En alliant le dessin et le biopic pour raconter le tournage de l’unique documentaire de Luis Buñuel, Terre sans pain, Buñuel après l’âge d’or se présente comme un objet singulier au sein des formes du cinéma d’animation contemporain. C’est que son parti pris le met face à une contradiction interne où s’opposent le caractère illusionniste du biopic (qui repose classiquement sur l’interprétation d’une personnalité publique) et une pratique de l’animation qui, par respect pour le cap formel du roman graphique original de Fermín Solís, refuse l’hyperréalisme et la vraisemblance au profit d’un style évoquant la bande-dessinée. Le choix du dessin animé se justifie ici en ce qu’il permet d’une part au réalisateur Salvador Simó de ne plus concentrer l’illusion de la reconstitution sur la seule performance actorale, et d’autre part d’accéder à la représentation d’une « image manquante », en faisant de son film le making of de Terre sans pain. Le récit biographique consiste dans cette perspective en un dévoilement des secrets de tournage et acquiert ainsi les contours et l’assurance d’un témoignage historique. Cette stratégie permet au film de remplir un objectif à la fois pédagogique et herméneutique, propre aux biopics artistiques portant sur de grandes figures patrimoniales : donner à voir de manière réaliste les conditions concrètes de la création et interpréter leur dialogue avec l’imaginaire de l’artiste.

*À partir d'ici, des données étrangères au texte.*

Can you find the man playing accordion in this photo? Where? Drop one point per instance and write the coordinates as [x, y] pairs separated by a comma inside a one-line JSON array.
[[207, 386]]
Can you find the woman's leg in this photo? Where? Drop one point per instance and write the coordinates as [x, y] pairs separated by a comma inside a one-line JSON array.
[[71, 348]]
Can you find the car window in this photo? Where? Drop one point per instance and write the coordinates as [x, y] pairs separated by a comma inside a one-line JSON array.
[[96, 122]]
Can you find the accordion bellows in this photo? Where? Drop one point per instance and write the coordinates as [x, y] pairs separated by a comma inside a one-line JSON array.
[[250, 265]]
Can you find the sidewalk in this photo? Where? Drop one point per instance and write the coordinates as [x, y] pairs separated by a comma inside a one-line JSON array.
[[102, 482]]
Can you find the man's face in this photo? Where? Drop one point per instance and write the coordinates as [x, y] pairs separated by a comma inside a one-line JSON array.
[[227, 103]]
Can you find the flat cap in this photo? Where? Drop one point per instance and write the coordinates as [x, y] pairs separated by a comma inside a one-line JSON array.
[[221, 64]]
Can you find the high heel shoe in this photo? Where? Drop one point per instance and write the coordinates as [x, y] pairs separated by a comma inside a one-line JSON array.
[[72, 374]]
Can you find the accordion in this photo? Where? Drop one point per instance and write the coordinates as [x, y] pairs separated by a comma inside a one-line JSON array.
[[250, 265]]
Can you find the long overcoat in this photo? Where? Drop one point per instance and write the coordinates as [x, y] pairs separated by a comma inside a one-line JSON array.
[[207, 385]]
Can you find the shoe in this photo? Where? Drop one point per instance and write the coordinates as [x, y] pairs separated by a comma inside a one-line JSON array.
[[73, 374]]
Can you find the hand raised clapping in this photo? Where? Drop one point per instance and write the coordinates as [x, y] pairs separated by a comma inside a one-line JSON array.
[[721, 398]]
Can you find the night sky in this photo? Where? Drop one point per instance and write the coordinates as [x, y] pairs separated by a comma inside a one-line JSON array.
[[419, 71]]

Dialectique de la reconstitution
Lorsqu’il reconstitue le tournage de Terre sans pain dans les Hurdes, Simó tire le meilleur de son dispositif, en mettant en scène une aventure humaine pittoresque en même temps que la dialectique qui unit son film à celui de Buñuel. Les nombreux extraits du documentaire, incrustés dans le corps même de la fiction, visent en effet à confronter l’image dessinée à ce qui constitue à la fois son origine et son contrechamp, signalant ainsi que Buñuel après l’âge d’or est à la fois une imitation et un prolongement du matériau original. Mais il ne s’agit pas pour autant d’une illustration servile, puisque le film donne précisément à voir le hors-champ, c’est-à-dire le tournage et les trucages employés par Buñuel pour, selon ses dires, « montrer la vérité ». Dès lors, la reproduction des séquences les plus célèbres (la chute des chèvres dans le ravin, l’âne tué par les abeilles et l’enterrement du bébé) ne s’en tient pas seulement à satisfaire le fétichisme cinéphile, mais souligne avant tout la distance qui sépare la réalité historique (telle qu’elle est évoquée par les moyens de l’animation) du « cinéma du réel » pratiqué par Buñuel. Tout porte donc à croire que le choix de l’animation est ici motivé par un vaste échange de fonctions avec le documentaire : si le film de Simó est assimilé à un document historique, c’est pour se faire l’envers exact de Terre sans pain, qui fait de son côté preuve d’une pratique fictionnalisante du documentaire ethnographique.
Limite de l’inexplicable
Il est néanmoins regrettable que l’ensemble du film ne maintienne pas ce cap d’écriture et fasse preuve de didactisme lorsqu’il traite uniquement de l’imaginaire et des obsessions de Buñuel. C’est que les séquences de tournage font état d’une création artistique toujours pensée au présent, à partir d’interrogations pragmatiques immédiates (comment filmer les animaux ? Tourner dans un intérieur mal éclairé ? « Faire jouer » leur propre rôle à des non-professionnels ?), à laquelle s’oppose, dans les flashbacks et les scènes oniriques qui parsèment le film, un regard rétrospectif où la personnalité de Buñuel se trouve réduite aux clichés qui lui sont traditionnellement associés. La « simple » apparition en rêve de sa mère sous les traits de la Vierge permet ainsi d’expliquer sa relation ambiguë au catholicisme, tandis que la puissance irrationnelle de ses visions surréalistes trouve son fondement dans une série de traumas infantiles où domine une figure de père peu reconnaissant. Non qu’interpréter psychanalytiquement l’univers psychique d’un artiste soit un mal en soi, mais dans le cas précis de Buñuel, l’application (aussi simpliste) du schème familialiste renoue avec des lectures que le cinéaste a toujours répudiées, non sans provocation. De fait, cette inadéquation manifeste entre la méthode et le sujet nous dit peut-être quelque chose de l’échec (partiel) de ce biopic, qui pêche par excès de pédagogie : à trop vouloir expliquer, Buñuel après l’âge d’or bute sur ce que l’artiste tenait lui-même pour inexplicable.